When I was 7, My mother gathered all that was left from our family’s jewels and bribed a german lady to smuggle me out of the ghetto. “I will follow you” my mother promised.
I was smuggled out inside a wooden closet.
I never saw my mother again.
I was totally alone, moving from a shelter to an orphanage, from a brothel to a monastery…
I didn’t trust People
I valued my life according to four principles; food, clothes, heat and a roof over my head.
Before the war I had a happy childhood. We lived near Krakow.
I remember my Mother’s meticulous care for our home.
War started when i was four and I quickly learned the difference between fear and anxiety.
Fear is specific. It’s the fear of the dark at the hole my father dig in the ground to hide us, like the fear of roaring german dogs, the fear from the sound of the leather whip lashing.

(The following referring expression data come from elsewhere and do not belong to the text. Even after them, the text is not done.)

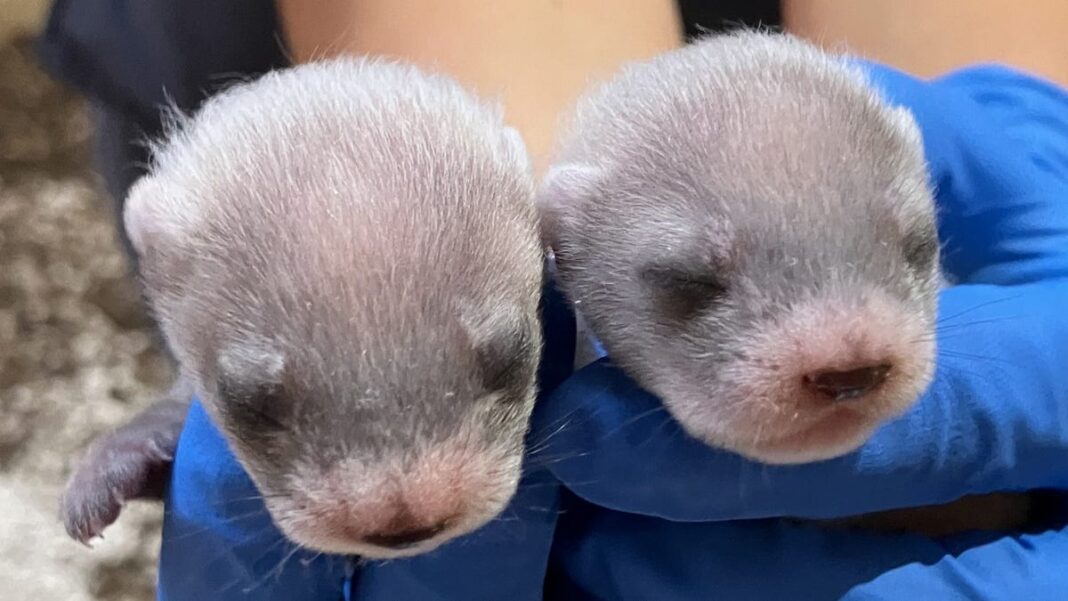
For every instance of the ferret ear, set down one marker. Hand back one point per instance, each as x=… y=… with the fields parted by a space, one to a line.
x=144 y=217
x=563 y=190
x=505 y=344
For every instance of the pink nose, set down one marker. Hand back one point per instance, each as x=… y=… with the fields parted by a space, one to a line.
x=851 y=384
x=403 y=536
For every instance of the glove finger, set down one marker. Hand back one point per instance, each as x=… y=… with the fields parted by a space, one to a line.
x=1002 y=215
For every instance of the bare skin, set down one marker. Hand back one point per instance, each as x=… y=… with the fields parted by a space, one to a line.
x=536 y=56
x=929 y=38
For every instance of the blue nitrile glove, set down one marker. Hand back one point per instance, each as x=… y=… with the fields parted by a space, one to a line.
x=994 y=418
x=608 y=555
x=219 y=543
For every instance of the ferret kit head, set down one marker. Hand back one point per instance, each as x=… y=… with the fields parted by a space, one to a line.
x=748 y=227
x=345 y=259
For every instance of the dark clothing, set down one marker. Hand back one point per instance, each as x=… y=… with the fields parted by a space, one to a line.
x=131 y=57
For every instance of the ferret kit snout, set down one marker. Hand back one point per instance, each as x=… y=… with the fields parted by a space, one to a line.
x=747 y=226
x=344 y=257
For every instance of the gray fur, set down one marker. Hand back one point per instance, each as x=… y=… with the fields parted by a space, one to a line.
x=344 y=258
x=753 y=162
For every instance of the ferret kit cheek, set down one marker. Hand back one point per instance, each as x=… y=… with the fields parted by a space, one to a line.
x=345 y=259
x=747 y=226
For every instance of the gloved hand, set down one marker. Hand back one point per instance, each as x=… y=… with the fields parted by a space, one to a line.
x=603 y=554
x=994 y=418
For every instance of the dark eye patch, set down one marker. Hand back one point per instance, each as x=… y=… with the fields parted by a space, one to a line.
x=504 y=357
x=685 y=291
x=921 y=249
x=258 y=406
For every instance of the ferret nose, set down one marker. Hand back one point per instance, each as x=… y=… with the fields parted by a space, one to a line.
x=848 y=385
x=405 y=536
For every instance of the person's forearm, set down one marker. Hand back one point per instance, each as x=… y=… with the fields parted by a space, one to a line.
x=537 y=56
x=928 y=38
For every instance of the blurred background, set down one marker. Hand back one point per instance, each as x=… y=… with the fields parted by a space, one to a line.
x=77 y=356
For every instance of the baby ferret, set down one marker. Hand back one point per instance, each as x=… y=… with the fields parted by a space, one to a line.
x=344 y=259
x=747 y=226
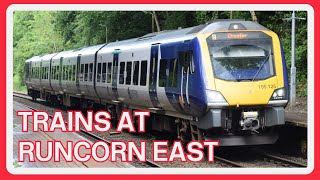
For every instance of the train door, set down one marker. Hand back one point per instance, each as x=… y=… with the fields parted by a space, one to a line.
x=59 y=73
x=115 y=76
x=40 y=77
x=153 y=75
x=187 y=68
x=78 y=74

Anxiety is something you can’t put in words but holds you by the throat, it’s like always feeling cold to the bone, like a heavy cloud upon your very own existence.
I don’t remember when I lost my brother Ben-Zion.
I was holding his hand In one of these “actions”, as the nazis were gathering all the ghetto population in order to decide who is work-worthy and who is worthless.
the german officer was sitting, pointing his stick at people
-left
-right
my mother ordered us to go hide
-hold-on your brother, go, go
an officer caught us and brought us back to the gathering place
it was mayhem, the shouting from german soldiers, the crying of people for their faith, for their children’s faith.
I don’t remember when or where my hand slipped from it’s grabbing
i don’t remember when i lost my brother Ben-Zion. I lost him forever.
I lost all my family at the holocaust. Everybody. For years i’ve cried for being an Orphan but today…, i cry for my parents, for what they had to go through
for the sacrifice they made for me.
Today i’m still afraid of dogs
when one is passing by, I have my grandchildren holding my hands
Today, whenever I hear someone talking about the annihilation of Israel, I get this feeling that you can’t put in words but holds you by your throat.